縄文時代の人々は道具として主に石器を使っていました。
ところが、弥生時代じなると金属器(金属で作った道具)が現れてきました。
しかし、この金属器を最初から日本で作り出されたものではなく米と同じように他所から伝えられたものでした。
特に初めのうちはみんな道具になって渡ってきたようです。
地金のままで渡ってきて日本で道具に作り変わったのは少し後のことだと考えられます。
金属器は切れ味がよく、しかも丈夫で石器などより遥かに便利でした。
そのため金属器が広まるにつれて石器は段々と使われなくなってしまいました。
この頃の日本で使われていた金属器は青銅器と鉄器です。
世界の文化の発展の仕方は石器時代から銅器時代・青銅器時代・鉄器時代と移り変わっていくのが一般的です。
けれど、日本へは他所からかなり進んだ文化が入ってきたため普通の発展の仕方とは大分違っています。
北九州では弥生時代の一番古い時期にはもう鉄器が使われていたようです。
恐らく鉄器と青銅器はほぼ同じ頃に作られたか、あるいは寧ろ鉄器の方が幾分か早くに伝えられたと考えられます。
金属器にはクワ・スキの先に付けるものや、カマや剣・矛・矢じり・鏡などたくさんの種類があります。
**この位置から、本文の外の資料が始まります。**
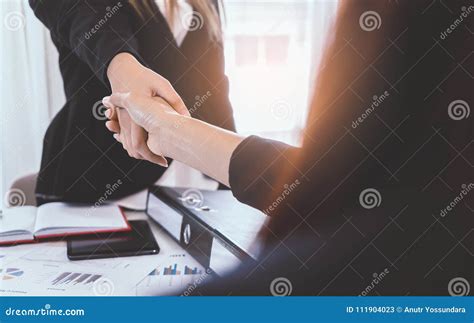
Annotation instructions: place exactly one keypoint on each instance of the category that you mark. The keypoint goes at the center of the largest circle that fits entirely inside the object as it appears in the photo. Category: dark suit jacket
(81, 161)
(379, 200)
この他、中国から渡ってきた銅の貨幣も金属器の一種と言えます。
銅剣には大体、二種類あります。
その1つは、すらりとした小型のもので先が鋭く実用品として使われていたと思われます。
おそらく中国か朝鮮から渡って来たものが多いでしょうが日本で作られたものもあります。
もう一つは全体が平たい形をしていて先も鋭くありません。
また、刃の幅が広く非常に大きくて実用品とは考えられないものです。
これは恐らく日本で作られたもので儀式の時に飾りとして使われたものと思われます。
矛というものは槍と同じように突く武器の一種です。
根元が袋のようになっていて柄を差し込むように作られています。
この銅矛にも刃の幅が細くて先が鋭い実用品と思われるものと刃の幅が広く先が鈍くて実用品にはならないようなものとがあります。
そして銅剣と同じように先の尖っているものは大陸から伝わったものが多く先の鈍いものは日本で作られたものと考えられています。
銅たくは日本独特の金属器です。
今までにはおよそ300の銅たくが発見されていますが全部日本で作られたものと考えられています。
形は大体は釣鐘に似ていて小さなものは高さがわずか10センチあまりですが、大きなものになると高さが150センチもあります。
今のところ銅たくは何に使われていたのかよくわかりません。
楽器であったという説もありますが、それにしては非常に大きなものもあります。
これも儀式やお祭りの道具であったのかもしれません。
この頃の鏡は大陸から渡ってきたもので銅で作られています。
そして、そのほとんどが当時中国にあった漢という国(紀元前202年~紀元後220年)のものであることが鏡に入っている年号によって日本の弥生文化の年代を知ることができます。
この鏡は主に北九州の遺跡から発見されています。
鏡は表をよく磨いてものを写すようにしたものですが、この頃の人々はこの鏡を非常に不思議なものと考えていました。
そのため極わずかの人々が持っていただけで宝物のように大切にされていました。
貨幣は鏡とともに年代を知る大切な手がかりになるものです。
日本でその頃、貨幣が実際に使われていたかどうかわかりませんが中国では早くから貨幣が使われていました。
この貨幣にはいろいろな種類がありますが日本へ渡ってきてしかも年代が、はっきりしているのは貨泉というものです。
貨泉は直径がおよそ2センチあまりで表に四角の穴を挟んで「貨泉」という文字が入っています。
貨泉は大体、紀元10年頃のもので、佐賀県・熊本県・京都府などの弥生文化の遺跡から発見されています。
銅剣・銅矛の分布と銅たく(銅鐸)の分布
この頃の金属器について特に不思議なことは銅剣や銅矛が発見されるところと銅たく(銅鐸)が発見されるところが違うことです。
銅剣や銅矛が発見されるところは北九州を中心にして瀬戸内海沿岸・四国などに広がっています。
しかし、そのほかの地方からは銅剣や銅矛はほとんど発見されません。
これとは反対に銅たく(銅鐸)は近畿地方を中心にして、西は中国・四国地方から、東は東海地方にまで広がっています。
けれども銅剣・銅矛がたくさん発見される北九州をはじめその他の地方からは銅たく(銅鐸)はほとんど発見されていません。
このことについて学者の間でもいろいろな意見が出されています。
今のところはまだはっきりとしたことはわかっていませんが、恐らく北九州と近畿地方の文化の様子が幾分違っていたのではないかと考えられています。
日本の歴史は未だわからないことが多いのです。